Fastly says single customer triggered bug behind mass internet outage

Voiced by Amazon Polly

Flaw was introduced in May and lay dormant until a customer updated their settings, firm says

The blackout left some of the world’s biggest websites offline for a period on Tuesday.
The blackout left some of the world’s biggest websites offline for a period on Tuesday. Photograph: Pavel Kapish/Alamy

Alex Hern Technology editor@alexhernWed 9 Jun 2021 15.02 BST

An internet blackout that knocked out some of the world’s biggest websites on Tuesday was ultimately caused by a single customer updating their settings, the infrastructure provider Fastly has revealed.

A bug in Fastly’s code introduced in mid-May had lain dormant until Tuesday morning, according to Nick Rockwell, the company’s head of engineering and infrastructure.
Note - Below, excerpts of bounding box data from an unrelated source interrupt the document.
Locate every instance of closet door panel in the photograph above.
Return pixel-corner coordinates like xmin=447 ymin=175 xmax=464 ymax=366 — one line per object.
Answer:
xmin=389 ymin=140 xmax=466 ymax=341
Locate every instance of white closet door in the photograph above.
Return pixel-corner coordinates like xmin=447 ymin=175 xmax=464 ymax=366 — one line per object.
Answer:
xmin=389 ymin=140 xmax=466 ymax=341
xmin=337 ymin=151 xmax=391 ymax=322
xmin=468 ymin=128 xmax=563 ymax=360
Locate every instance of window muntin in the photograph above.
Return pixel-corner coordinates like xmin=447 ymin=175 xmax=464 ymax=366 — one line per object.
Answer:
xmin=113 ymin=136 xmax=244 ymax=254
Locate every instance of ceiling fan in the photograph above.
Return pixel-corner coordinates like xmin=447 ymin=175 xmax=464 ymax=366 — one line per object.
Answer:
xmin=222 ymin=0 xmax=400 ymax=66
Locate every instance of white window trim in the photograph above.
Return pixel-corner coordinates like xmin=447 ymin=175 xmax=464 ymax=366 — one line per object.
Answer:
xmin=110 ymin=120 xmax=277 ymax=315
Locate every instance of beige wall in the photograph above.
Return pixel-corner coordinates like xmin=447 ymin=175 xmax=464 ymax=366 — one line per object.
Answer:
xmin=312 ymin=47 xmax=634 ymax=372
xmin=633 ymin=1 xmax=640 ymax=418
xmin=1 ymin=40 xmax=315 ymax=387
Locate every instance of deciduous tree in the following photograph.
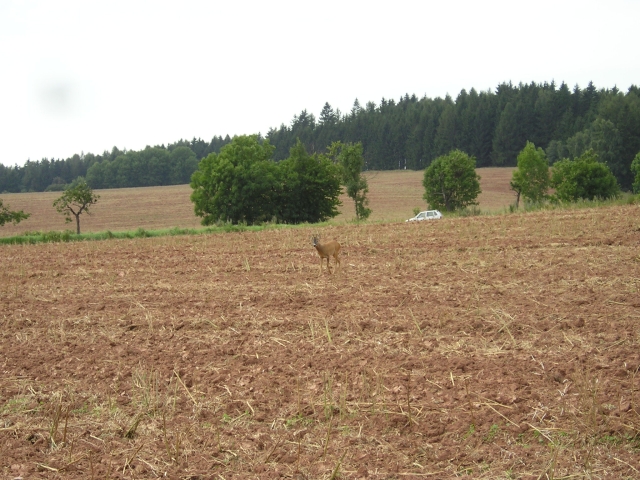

When the unnamed customer updated their settings, it triggered the flaw, which ultimately took down 85% of the company’s network.

“On May 12, we began a software deployment that introduced a bug that could be triggered by a specific customer configuration under specific circumstances,” Rockwell said. “Early June 8, a customer pushed a valid configuration change that included the specific circumstances that triggered the bug, which caused 85% of our network to return errors.

“We detected the disruption within one minute, then identified and isolated the cause, and disabled the configuration. Within 49 minutes, 95% of our network was operating as normal.”

Rockwell added: “Even though there were specific conditions that triggered this outage, we should have anticipated it. We provide mission-critical services, and we treat any action that can cause service issues with the utmost sensitivity and priority. We apologize to our customers and those who rely on them for the outage and sincerely thank the community for its support.”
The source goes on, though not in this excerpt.